Это назначение было мне по сердцу, тем более что техникум ведет свое начало от старинных Петербургских мореходных классов, где я когда-то сам учился.
Ленинградский морской техникум был в те годы комбинированным учебным заведением и делился на нормальный и рабочий. На нормальное отделение принимались по конкурсным экзаменам молодые люди, окончившие семилетку; от них не требовалось при поступлении никакого морского стажа. Стажировались они уже будучи учениками, и через три года при наличии 24 месяцев практического плавания на судах допускались к выпускному правительственному экзамену. На рабочее отделение техникума принимались моряки, уже имевшие двухлетний стаж плавания, и теоретическая часть курса проходилась там по облегченной программе. Это отделение давало прекрасных судоводителей и механиков нашему торговому флоту. И на том и на другом отделении были в старших классах молодые люди, знавшие начало морского дела и искренне любившие море и морскую службу.

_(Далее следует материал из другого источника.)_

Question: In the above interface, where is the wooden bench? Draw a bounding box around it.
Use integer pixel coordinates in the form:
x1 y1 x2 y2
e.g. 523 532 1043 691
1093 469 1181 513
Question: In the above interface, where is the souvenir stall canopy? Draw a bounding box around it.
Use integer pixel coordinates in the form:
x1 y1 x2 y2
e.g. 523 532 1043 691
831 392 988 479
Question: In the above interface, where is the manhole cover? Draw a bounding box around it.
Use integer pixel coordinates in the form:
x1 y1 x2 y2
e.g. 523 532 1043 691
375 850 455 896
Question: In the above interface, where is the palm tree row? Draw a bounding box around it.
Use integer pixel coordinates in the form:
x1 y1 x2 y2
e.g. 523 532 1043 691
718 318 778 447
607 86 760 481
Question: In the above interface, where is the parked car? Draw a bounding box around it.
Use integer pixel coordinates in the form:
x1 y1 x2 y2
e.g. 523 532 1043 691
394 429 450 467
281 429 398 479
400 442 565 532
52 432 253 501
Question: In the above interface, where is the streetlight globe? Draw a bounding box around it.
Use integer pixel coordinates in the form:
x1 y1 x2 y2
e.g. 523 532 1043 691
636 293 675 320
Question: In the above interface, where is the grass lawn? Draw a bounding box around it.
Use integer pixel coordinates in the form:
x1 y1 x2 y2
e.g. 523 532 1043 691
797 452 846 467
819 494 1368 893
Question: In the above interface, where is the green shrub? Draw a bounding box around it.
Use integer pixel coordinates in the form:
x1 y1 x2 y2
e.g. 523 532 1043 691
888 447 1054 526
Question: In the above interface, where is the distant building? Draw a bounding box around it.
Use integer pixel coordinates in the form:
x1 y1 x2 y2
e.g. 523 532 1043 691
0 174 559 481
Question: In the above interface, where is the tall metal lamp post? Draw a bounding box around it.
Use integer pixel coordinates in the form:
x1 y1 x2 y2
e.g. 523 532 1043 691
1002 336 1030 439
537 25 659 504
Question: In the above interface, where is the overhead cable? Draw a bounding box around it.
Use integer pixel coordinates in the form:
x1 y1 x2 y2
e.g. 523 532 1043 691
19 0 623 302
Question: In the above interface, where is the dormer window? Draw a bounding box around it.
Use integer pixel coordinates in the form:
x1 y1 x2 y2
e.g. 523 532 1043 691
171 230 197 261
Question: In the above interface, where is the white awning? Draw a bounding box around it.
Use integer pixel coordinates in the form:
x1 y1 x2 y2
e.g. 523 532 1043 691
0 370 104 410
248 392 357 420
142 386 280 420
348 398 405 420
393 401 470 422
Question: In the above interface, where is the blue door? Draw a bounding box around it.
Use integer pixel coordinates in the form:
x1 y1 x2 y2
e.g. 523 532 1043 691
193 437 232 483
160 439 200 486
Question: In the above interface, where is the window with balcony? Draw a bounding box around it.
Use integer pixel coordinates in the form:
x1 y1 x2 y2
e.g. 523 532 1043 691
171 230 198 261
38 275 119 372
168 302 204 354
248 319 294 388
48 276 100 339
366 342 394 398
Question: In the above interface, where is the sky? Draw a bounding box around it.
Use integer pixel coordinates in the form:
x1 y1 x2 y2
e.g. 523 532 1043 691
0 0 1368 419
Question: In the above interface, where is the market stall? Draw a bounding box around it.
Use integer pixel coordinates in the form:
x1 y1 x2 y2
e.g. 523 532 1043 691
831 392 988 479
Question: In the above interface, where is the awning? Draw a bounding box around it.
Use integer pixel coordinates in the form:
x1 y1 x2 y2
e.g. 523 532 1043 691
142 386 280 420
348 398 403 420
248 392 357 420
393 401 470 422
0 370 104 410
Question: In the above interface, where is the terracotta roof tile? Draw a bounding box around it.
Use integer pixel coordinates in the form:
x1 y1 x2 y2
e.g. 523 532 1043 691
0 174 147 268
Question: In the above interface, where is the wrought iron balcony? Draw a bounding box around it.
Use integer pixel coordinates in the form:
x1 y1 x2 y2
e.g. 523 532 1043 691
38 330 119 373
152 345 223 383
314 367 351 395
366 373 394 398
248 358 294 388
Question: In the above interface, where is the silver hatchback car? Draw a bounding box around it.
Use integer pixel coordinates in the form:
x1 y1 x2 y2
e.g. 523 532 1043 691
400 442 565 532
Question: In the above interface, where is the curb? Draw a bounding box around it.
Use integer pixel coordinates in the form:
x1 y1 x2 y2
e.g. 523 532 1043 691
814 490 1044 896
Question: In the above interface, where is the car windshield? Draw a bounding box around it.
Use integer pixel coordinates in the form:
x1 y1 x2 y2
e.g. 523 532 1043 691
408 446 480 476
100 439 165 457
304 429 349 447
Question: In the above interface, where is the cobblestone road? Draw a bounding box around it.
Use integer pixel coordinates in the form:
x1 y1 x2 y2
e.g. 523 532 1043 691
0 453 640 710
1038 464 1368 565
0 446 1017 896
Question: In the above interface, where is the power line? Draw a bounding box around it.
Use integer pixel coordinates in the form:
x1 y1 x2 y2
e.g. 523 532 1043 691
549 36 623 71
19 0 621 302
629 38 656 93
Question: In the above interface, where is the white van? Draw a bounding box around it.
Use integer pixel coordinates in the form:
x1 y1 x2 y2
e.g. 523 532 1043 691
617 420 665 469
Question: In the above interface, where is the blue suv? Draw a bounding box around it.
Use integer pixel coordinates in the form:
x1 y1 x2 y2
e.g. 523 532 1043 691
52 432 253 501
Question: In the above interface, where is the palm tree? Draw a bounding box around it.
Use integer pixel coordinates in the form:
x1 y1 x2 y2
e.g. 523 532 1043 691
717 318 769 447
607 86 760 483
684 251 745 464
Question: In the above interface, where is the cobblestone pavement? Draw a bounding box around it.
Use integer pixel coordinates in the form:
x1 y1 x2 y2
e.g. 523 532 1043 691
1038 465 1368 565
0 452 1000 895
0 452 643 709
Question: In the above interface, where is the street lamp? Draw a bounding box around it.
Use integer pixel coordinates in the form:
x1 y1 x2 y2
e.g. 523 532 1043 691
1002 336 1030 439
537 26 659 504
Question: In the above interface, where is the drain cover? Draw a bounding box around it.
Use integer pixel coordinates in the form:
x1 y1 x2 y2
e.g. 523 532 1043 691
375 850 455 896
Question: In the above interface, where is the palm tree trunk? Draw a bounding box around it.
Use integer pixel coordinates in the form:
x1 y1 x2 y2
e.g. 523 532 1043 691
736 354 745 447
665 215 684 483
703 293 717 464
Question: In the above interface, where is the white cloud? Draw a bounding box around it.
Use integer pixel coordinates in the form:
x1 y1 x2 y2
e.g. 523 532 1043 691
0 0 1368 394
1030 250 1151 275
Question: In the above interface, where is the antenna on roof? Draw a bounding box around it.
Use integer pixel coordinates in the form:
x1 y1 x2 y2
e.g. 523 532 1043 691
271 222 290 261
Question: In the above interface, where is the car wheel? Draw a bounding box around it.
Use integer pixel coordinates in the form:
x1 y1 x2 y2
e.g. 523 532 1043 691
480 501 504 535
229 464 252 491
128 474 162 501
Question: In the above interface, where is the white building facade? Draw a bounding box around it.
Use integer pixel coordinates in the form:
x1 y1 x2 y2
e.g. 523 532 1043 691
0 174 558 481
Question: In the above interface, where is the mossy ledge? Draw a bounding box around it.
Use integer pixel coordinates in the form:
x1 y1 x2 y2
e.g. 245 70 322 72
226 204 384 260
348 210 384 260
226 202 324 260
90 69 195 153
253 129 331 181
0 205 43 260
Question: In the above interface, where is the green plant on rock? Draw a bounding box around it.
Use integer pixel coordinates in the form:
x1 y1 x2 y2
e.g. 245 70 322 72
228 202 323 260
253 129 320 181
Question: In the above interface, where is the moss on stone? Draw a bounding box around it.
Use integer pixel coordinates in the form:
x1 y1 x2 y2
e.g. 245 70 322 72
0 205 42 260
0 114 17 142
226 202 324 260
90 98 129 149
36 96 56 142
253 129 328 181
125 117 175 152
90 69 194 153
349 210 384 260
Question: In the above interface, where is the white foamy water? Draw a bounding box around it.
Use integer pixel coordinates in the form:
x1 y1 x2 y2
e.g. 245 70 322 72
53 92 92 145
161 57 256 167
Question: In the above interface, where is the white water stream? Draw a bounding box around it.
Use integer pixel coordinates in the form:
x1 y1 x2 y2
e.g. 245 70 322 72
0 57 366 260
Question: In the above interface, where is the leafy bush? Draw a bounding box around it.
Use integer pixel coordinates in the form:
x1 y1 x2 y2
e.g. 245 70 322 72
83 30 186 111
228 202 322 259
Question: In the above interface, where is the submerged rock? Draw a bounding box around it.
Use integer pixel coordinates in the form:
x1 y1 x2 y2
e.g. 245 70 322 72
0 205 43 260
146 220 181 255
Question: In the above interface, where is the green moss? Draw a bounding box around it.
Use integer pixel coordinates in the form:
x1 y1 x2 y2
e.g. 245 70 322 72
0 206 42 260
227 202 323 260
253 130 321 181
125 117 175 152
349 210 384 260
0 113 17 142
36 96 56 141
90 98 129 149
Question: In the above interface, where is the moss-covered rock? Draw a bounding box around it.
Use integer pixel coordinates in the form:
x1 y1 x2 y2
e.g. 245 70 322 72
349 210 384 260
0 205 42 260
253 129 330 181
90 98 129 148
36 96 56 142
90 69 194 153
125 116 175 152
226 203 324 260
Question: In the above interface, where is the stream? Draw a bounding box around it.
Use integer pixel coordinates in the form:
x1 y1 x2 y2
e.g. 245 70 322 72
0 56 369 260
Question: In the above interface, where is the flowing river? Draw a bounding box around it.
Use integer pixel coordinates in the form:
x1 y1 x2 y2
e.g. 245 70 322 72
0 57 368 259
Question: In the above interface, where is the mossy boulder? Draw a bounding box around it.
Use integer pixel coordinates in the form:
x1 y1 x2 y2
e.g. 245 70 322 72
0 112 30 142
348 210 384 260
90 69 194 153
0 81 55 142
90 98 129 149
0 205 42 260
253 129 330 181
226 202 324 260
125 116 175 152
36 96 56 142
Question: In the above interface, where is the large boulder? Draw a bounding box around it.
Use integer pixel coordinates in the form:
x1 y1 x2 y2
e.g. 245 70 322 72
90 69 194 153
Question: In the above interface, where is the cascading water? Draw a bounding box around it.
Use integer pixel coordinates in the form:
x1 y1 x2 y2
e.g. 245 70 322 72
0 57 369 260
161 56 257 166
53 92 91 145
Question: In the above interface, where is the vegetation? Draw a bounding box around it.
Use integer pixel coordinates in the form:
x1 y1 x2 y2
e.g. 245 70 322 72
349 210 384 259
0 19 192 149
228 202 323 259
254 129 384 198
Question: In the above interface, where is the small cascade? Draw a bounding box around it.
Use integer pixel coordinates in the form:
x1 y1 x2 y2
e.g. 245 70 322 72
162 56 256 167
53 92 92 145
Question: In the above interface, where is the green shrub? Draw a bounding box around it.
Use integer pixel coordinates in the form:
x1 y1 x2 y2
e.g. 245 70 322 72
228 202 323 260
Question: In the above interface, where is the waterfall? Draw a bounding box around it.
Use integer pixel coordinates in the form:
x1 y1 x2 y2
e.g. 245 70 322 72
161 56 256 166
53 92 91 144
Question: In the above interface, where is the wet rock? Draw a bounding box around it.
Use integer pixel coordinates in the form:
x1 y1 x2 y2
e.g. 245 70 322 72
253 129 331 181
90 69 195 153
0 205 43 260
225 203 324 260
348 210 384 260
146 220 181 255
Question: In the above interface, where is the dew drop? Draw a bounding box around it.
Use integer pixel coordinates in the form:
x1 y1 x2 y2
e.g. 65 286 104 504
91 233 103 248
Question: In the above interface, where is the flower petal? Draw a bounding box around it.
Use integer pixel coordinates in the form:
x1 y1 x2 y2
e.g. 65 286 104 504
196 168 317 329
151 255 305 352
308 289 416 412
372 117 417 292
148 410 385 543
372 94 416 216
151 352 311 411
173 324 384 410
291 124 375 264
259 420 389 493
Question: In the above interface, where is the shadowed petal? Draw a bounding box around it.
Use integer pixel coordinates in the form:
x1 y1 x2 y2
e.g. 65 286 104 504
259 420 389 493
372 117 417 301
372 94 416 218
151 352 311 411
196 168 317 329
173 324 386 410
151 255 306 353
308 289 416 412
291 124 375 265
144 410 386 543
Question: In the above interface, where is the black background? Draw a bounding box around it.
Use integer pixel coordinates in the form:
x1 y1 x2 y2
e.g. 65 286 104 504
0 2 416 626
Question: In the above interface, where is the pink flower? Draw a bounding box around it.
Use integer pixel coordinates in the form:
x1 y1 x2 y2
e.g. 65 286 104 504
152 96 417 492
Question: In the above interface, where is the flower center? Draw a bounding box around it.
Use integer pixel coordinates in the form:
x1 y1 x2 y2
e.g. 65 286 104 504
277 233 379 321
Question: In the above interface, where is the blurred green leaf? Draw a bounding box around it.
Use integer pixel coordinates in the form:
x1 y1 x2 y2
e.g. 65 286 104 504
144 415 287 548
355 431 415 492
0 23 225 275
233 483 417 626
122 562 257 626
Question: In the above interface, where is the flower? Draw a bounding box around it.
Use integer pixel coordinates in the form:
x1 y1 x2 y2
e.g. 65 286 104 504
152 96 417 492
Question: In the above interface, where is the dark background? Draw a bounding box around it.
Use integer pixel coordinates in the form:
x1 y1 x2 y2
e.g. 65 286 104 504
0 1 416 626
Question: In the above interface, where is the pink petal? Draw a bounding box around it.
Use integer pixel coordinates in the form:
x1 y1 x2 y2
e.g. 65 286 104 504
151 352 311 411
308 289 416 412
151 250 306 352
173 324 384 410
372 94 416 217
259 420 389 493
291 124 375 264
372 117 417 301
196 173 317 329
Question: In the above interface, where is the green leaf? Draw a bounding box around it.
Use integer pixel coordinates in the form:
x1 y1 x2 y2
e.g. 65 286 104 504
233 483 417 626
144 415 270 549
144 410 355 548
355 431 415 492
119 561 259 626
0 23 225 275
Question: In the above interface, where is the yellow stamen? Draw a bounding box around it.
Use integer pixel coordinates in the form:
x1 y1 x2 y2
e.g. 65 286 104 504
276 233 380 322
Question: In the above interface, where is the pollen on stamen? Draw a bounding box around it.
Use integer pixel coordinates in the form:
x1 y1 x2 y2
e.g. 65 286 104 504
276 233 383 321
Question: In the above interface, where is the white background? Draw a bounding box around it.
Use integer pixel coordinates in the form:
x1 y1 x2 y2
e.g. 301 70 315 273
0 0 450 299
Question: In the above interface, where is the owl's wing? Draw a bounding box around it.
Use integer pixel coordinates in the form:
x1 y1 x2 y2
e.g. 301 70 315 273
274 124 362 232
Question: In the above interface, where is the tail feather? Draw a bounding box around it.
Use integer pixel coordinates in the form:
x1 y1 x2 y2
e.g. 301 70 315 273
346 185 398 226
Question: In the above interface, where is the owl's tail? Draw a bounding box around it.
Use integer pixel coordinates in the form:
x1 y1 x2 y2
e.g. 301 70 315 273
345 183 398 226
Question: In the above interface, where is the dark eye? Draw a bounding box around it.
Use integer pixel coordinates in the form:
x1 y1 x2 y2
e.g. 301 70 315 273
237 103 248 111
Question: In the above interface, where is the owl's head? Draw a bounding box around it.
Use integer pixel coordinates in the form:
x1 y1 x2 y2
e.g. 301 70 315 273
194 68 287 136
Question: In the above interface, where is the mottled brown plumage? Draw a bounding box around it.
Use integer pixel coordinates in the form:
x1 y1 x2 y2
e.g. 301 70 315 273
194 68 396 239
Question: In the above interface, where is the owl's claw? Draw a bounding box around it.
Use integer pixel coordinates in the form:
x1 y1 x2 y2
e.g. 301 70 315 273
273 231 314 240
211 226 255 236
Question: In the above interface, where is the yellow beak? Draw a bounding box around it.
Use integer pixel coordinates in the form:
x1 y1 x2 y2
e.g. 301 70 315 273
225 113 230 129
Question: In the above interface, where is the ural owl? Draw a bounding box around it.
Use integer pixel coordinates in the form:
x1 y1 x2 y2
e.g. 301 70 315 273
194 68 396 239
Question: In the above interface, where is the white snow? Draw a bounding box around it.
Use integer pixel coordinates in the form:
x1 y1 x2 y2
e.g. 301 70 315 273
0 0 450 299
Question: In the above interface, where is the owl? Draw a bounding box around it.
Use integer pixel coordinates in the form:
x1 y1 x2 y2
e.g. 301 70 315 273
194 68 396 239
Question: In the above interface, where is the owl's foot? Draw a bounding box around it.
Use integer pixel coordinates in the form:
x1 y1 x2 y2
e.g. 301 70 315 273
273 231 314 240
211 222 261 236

В эти годы прошла полоса одиночных кругосветных и просто дальних плаваний на небольших яхтах. Капитаны Слокум и Фос живо рассказывали о своих переживаниях, их книжки переводились на разные языки, и молодежь ими зачитывалась.
Однажды трое выпускников, руководимые И.А. Маком, известным в техникуме под прозвищем «Длинный Джон», явились ко мне с предложением собрать деньги, организовать на дворе техникума постройку своими силами небольшой прочной мореходной яхты и обойти на ней вокруг света. Идея меня соблазнила.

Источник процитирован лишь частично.